Sergei Loznitsa's return to documentary with Letter after his two feature films is another look at the rural, peasant countryside. Shot through a pre-World War Two, the halo-like figures in the blurred film give appearances of almost ghost-like beauty. An extraordinary twenty minutes which makes much else watched on the same day seem far too conventional even when they recount exceptional stories of hardship.

Another competition film  Darya Verditskaite's The last one's ... beyond the river (За рекой... последние) also looks at rural Russia through an optic of a dying world. Not as radical as Loznitsa's poetic arthouse, the films feels overdone and doesn't quite know when to end. But as a debut film it still suggests that the director will have much to say in the future.

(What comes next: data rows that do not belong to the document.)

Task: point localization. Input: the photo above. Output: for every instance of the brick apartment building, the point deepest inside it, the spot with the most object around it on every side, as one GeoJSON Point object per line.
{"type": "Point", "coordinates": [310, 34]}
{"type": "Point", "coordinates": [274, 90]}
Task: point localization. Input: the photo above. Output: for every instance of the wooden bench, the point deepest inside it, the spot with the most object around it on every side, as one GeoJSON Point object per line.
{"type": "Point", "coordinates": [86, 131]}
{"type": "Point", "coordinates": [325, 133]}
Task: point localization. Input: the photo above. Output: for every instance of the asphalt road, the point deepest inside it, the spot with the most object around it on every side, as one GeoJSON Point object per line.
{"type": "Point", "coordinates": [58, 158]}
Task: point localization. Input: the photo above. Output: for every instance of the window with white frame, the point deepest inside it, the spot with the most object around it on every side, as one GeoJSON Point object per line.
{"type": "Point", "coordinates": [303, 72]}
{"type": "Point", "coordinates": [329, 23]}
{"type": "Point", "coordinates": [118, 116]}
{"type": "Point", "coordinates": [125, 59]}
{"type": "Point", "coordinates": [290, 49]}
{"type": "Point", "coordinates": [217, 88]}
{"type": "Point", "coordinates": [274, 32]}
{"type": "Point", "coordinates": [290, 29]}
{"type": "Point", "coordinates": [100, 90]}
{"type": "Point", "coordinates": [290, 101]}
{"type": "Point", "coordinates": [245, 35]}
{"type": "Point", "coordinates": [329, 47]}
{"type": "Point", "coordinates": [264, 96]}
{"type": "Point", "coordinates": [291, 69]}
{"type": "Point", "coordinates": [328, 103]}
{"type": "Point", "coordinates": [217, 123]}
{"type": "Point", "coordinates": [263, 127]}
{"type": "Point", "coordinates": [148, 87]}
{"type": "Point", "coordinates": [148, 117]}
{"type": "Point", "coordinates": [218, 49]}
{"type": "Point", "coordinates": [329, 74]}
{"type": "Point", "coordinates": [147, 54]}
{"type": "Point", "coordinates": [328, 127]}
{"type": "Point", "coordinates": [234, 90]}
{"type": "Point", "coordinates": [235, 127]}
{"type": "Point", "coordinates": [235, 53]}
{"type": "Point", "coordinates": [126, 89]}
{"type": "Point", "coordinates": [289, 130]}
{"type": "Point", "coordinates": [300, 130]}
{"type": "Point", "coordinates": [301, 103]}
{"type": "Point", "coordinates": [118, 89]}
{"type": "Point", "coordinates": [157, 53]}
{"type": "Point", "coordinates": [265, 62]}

It was a great pleasure to watch Kossakovsky's early film The Belovs (Беловы) -a film that gets better at every viewing. A retrospective of festival director Vitaly Mansky has also been without doubt another important part of the festival (if one could have only drawn oneself away from the main location of the festival). Every now and again one stumbles into films that one didn't even suspect were on show such as the portrait of one of Russia's greatest untold secrets, Shavkat Abdusalamov: art director of Tarkovsky and Klimov, artist, author , actor, director in his own right and friend of Antonioni, Tonino Guerra and Yuri Norstein. The film portrait The Eternal Wanderer (Вечный Странник) may not, in itself have been innovative in technique, but it was a joy that someone has made a portrait of this unackowledged but great artist. A shame, though, that only three people came to view this film during its single showing at the festival.

Coming days promise much more including many of the long awaited competition films.